Saturday, October 29, 2005

Other “Southern” Salad


1/2 lb sweet red pepper
1/2 lb tomatoes
1/3 lb onions
1/3 lb cucumbers
1/3 lb breadcrumbs
1/3 lb yogurt or sour cream
Salt and pepper on taste


Cut off pepper seeds.
Cut pepper into long thin stripes.
Cut tomatoes and cucumbers into medium-size pieces.
Cut onions into small cubes.
Cook breadcrumbs on a skillet until a nice aroma arises.
Mix vegetables and breadcrumbs, add salt (and, optionally, black pepper).
Pour yogurt (or sour cream) over them.
Mix, if you like.

Saturday, October 22, 2005

Simplest apple pie “Charlotte”


1 cup flour
1 cup sugar
3 eggs


Stir sugar and eggs then mix this with flour, knead the dough.
Peel and cut apples into small cubes, put them in greased baking form.
Pour the dough over them and shake the form (the dough has to be on the form’s bottom too.
Bake in an oven on low heat.
The pie is ready when the dough is ready (if you pierce the pie with a wood stick, there will not be dough on it.)

Saturday, October 15, 2005

“Zapekanka” – Tvorog – cream wheat baked pudding

Tvorog is a product of sour milk.
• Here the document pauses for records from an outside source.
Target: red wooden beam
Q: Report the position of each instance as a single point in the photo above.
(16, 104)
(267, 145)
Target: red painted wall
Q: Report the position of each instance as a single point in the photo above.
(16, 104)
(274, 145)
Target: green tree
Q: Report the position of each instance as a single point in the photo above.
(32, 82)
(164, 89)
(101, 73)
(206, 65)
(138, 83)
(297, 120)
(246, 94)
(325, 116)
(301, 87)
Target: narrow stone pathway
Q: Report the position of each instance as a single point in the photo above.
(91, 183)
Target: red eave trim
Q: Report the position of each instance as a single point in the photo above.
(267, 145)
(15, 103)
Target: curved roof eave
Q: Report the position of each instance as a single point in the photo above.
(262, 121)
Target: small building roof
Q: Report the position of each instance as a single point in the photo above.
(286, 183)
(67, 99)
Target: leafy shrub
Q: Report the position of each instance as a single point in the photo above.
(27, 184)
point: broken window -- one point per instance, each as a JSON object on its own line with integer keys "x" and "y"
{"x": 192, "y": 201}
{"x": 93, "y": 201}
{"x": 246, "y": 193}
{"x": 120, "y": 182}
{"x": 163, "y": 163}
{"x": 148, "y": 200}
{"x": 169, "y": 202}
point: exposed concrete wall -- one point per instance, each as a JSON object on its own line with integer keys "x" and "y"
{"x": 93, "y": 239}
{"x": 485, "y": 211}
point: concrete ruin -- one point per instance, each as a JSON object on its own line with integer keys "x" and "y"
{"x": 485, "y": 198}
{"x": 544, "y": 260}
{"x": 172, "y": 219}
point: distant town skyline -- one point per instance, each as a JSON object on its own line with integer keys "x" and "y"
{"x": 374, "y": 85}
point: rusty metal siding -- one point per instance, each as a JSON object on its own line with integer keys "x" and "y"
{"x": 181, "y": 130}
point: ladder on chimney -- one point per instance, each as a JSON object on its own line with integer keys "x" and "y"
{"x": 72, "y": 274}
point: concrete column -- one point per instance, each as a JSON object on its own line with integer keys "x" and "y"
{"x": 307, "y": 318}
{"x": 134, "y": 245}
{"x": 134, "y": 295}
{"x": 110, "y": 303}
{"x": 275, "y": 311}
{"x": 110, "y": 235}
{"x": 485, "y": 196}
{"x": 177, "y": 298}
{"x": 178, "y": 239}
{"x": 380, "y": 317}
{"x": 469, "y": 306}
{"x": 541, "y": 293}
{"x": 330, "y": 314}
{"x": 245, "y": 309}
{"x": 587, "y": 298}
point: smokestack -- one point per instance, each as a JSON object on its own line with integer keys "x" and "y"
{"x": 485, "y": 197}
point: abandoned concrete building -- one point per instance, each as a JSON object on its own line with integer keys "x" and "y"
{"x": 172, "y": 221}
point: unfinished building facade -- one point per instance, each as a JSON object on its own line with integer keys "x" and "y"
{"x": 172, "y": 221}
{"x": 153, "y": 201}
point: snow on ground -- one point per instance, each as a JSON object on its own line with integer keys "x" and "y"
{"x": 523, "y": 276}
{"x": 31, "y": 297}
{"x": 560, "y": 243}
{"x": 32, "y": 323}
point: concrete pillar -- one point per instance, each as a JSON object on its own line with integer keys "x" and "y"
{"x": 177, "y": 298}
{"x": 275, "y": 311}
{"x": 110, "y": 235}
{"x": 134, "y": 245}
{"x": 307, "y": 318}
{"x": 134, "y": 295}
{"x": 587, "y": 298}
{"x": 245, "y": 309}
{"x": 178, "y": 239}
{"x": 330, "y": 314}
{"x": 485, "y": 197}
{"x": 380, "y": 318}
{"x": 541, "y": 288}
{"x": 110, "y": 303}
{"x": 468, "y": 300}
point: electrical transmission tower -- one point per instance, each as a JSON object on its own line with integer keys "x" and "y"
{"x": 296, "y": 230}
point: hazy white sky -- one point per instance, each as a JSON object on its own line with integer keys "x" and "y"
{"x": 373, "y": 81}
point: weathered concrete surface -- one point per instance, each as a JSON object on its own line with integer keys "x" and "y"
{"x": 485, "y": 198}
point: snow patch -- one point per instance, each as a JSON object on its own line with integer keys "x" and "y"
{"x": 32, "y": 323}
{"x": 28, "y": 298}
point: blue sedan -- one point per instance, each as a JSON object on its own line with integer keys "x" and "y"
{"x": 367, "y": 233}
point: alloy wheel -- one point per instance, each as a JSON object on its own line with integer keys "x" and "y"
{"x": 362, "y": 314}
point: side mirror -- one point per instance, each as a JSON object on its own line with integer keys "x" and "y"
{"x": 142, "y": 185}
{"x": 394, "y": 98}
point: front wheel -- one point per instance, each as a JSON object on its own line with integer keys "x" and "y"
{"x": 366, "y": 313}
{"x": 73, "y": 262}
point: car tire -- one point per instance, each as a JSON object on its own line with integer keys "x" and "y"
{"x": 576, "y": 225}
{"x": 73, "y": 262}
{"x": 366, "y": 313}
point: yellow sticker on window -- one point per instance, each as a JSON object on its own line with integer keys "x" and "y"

The closest American analog is cottage cheese with small curds, but it has a different taste.
You can buy (or at least find out where to buy) tvorog in any Russian store.

Ingredients for 2:

1 pack of tvorog (250 g). or ½ lb cottage cheese.
2 eggs
3 tbsp (or 1 pack) cream wheat, or bread crumbs
1 tbsp sugar
½ cup raisins
½ tsp baking soda
½ tsp lemon juice
Vanilla on taste
Kefir or sour cream
1 tbsp margarine


Mix tvorog, or cottage cheese, eggs, sugar, and vanilla.
Mix baking soda and lemon juice, wait until the mix stops hissing, and pour the mix over tvorog.
Stir or blend until sour cream consistency.
If you don’t get this consistency, add kefir, yogurt, or sour cream, and blend.
Preheat oven to 380 F.
Grease a baking form with margarine. Pour cream wheat on the bottom and the walls of the form.
Pour the tvorog mix into the form, and bake until the top of the baked pudding has a light brown or golden color (for about ½ hour). Let to cool a little.
To serve, cut into pieces, and place on the serving dish; for best taste, have a small plate filled with a sweet preserve (jam, for example) for dipping.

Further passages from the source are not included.